Opposite Lady Maria stood a woman shorter than her by about half a head. Clearly a hunter by the look of her equipment, she wore an all too familiar cloak of crow feathers. If not for her voice, Maria might have momentarily confused her for Garvan. Even still, the sight of that unmistakable outfit sent her stomach twisting up knots. The newcomer wore a mask, too, one shaped like a bird's head with a long, pointed beak. The overall effect of the outfit evoked the aspect of a bird of prey, or maybe a carrion eater. A strange blue glow seemed to highlight the curves and angles of her figure as if an unseen blue sunlight shone down on her, and her alone. At once, Maria recognized the woman's description from her time with Garvan.

"Are you," Maria hesitated, mouth suddenly dry. She tried again. "Are you Eileen? Garvan's mentor?"

"Have we met?" Eileen asked, folding her arms across her chest. She didn't sound concerned, in any case.

"Oh, no," said Maria. "I do, however, know of you. You are, or were, a Hunter of Hunters, were you not?" The memories of how she attained that knowledge still shone bright in her mind, glittering like shards of broken glass and just as sharp. Guilt needled at her like nails being driven through the soles of her feet. She had taken Garvan's journal and read through it, wielding what she learned as a cruel whip to push him into killing her. The selfishness of her actions left Maria feeling ashamed even now.

"I am," said Eileen. The feather-clad hunter paused and lifted a hand to her chin. "Or, perhaps I was? Such boundaries have been blurred by the unnatural goings on in Yharnam." She moved the hand away from her face and gestured to Maria with an upturned palm. "And who might you be, Miss…?"

"Maria," said the former Lady of the Astral Clocktower. A deranged cackle echoed down from somewhere above, maybe through an open window in one of the towering tenements. Eileen paid the sound no mind, but Maria glanced each way down the lane; she would not allow someone or something to get the drop on her a second time.

"Hmm," the Hunter of Hunters crooned. "You resemble someone I once knew. Alas, you cannot be her." Before Maria could ask, Eileen went on. "Tell me, how did you come to know Garvan?" Eileen's easy posture tightened, and she dropped her hands to her belt. A distinctly protective tone clipped her words leaving them sharp around the edges.

"Well, we…" Maria faltered. Uncertainty set her guts writing, and she despised every moment of it. She had never been one to lack spine, and bumbling in the face of Garvan's mentor made her feel uncomfortable in a way she rarely had before. "Let's just say that I owe him a debt of gratitude, one which I am keen to repay." Not a lie, but far from the full-bodied truth.
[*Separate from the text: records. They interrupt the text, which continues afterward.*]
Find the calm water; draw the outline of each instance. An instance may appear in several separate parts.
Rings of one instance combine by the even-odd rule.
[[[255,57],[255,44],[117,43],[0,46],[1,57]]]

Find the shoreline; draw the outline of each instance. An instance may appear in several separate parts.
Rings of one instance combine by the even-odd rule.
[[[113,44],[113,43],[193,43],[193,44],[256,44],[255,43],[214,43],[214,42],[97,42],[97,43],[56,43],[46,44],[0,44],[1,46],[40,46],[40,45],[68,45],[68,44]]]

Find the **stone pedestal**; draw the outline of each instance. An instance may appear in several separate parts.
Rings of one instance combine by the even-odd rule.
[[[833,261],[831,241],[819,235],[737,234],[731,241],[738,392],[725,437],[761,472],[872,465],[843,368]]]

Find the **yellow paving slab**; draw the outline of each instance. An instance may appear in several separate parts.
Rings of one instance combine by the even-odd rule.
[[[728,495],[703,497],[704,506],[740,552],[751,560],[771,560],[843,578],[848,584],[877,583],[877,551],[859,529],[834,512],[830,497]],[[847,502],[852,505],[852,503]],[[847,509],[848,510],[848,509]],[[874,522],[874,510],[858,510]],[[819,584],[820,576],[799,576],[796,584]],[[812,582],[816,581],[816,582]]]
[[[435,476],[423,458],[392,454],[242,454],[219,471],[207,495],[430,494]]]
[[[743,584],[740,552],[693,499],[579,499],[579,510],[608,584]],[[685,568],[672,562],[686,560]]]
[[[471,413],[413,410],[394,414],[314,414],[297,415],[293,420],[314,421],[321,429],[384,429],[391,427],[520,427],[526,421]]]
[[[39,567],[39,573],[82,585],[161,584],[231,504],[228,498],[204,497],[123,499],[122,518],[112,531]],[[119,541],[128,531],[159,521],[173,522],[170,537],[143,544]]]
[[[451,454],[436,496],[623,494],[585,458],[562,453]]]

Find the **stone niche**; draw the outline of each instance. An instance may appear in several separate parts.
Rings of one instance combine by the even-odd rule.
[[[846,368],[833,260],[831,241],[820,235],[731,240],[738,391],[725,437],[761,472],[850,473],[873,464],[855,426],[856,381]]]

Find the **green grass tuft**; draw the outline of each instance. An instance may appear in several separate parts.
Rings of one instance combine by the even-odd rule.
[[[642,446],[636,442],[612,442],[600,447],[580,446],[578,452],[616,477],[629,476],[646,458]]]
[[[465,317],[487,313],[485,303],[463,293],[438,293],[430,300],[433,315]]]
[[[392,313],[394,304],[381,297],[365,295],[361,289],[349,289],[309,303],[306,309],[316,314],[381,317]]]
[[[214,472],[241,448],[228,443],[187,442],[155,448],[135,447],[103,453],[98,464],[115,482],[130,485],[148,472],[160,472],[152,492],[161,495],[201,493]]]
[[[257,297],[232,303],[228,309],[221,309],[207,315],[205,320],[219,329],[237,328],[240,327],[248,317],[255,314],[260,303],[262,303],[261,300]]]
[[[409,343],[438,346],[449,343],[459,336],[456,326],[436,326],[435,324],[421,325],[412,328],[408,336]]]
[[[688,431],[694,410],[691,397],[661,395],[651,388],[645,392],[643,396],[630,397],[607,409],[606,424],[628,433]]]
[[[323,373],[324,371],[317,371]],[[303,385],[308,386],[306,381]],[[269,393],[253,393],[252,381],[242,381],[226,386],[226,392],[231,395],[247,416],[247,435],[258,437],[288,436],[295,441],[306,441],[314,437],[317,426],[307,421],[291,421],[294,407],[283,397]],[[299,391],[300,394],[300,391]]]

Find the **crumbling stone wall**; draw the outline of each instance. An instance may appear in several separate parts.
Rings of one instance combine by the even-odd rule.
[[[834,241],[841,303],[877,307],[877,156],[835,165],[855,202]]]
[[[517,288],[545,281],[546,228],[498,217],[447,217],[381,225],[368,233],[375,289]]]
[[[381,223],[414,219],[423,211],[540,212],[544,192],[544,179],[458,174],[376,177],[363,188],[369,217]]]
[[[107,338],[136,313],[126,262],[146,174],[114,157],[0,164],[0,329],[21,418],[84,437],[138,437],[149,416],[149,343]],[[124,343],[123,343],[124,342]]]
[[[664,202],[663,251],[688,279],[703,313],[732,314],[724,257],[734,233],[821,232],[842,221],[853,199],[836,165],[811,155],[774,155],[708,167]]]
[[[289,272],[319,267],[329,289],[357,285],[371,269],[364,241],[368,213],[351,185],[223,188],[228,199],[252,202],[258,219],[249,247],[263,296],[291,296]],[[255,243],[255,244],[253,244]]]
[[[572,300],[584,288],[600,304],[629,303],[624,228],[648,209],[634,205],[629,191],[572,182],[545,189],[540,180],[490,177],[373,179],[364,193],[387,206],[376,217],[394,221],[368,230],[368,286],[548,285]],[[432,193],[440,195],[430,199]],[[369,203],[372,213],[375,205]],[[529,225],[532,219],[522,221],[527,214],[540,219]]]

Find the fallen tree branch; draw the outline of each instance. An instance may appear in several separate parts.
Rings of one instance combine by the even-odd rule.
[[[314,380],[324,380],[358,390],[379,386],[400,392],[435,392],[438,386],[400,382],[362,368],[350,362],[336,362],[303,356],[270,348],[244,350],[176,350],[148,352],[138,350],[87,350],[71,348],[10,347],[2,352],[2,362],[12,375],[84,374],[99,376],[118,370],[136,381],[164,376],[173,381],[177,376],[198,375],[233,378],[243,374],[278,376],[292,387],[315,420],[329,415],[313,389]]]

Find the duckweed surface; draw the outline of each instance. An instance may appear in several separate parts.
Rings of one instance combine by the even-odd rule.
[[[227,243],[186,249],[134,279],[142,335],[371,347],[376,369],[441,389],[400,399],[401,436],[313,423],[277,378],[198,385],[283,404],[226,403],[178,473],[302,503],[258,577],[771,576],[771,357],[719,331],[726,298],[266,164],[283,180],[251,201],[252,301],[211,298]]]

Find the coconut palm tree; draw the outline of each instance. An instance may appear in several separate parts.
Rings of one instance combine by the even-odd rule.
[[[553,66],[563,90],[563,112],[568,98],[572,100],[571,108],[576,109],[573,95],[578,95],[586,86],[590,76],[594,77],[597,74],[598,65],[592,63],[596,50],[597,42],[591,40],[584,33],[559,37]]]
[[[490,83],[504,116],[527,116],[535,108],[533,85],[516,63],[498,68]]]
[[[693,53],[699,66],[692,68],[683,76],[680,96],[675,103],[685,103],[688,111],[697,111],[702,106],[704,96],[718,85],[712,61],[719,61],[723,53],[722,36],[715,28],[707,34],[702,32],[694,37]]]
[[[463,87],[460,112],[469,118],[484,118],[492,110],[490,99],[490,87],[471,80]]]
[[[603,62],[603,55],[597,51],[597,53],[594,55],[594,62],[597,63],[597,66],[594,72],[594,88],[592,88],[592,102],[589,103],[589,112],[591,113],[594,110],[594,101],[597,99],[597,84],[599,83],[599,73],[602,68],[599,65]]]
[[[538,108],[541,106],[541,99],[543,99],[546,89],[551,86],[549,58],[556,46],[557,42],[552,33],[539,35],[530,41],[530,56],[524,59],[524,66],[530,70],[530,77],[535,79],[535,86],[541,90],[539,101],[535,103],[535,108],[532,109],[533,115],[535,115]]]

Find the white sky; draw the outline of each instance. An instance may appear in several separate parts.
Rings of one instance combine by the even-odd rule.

How could she express the breadth and depth of it to the woman whose ward she caused so much anguish?

"A debt?" Eileen took a moment to consider before nodding once. "Aye, a debt is a serious weight to carry into the Hunt. Know ye where he might be?"

"No," said Maria. "I know only that he is attempting to bring an end to the madness."

"Hm." The Hunter of Hunters looked up, considering the distant strip of blood-tinged sky high above Yharnam's spires. "Then we must seek the hidden ones, for I've little doubt they're at the heart of this mess." Eileen turned and started down the lane, her feather cloak billowing out behind her like the wings of a bird in flight. "Come, then. You can explain to me the nature of your debt along the way."

Despite her uncertainty, Maria followed.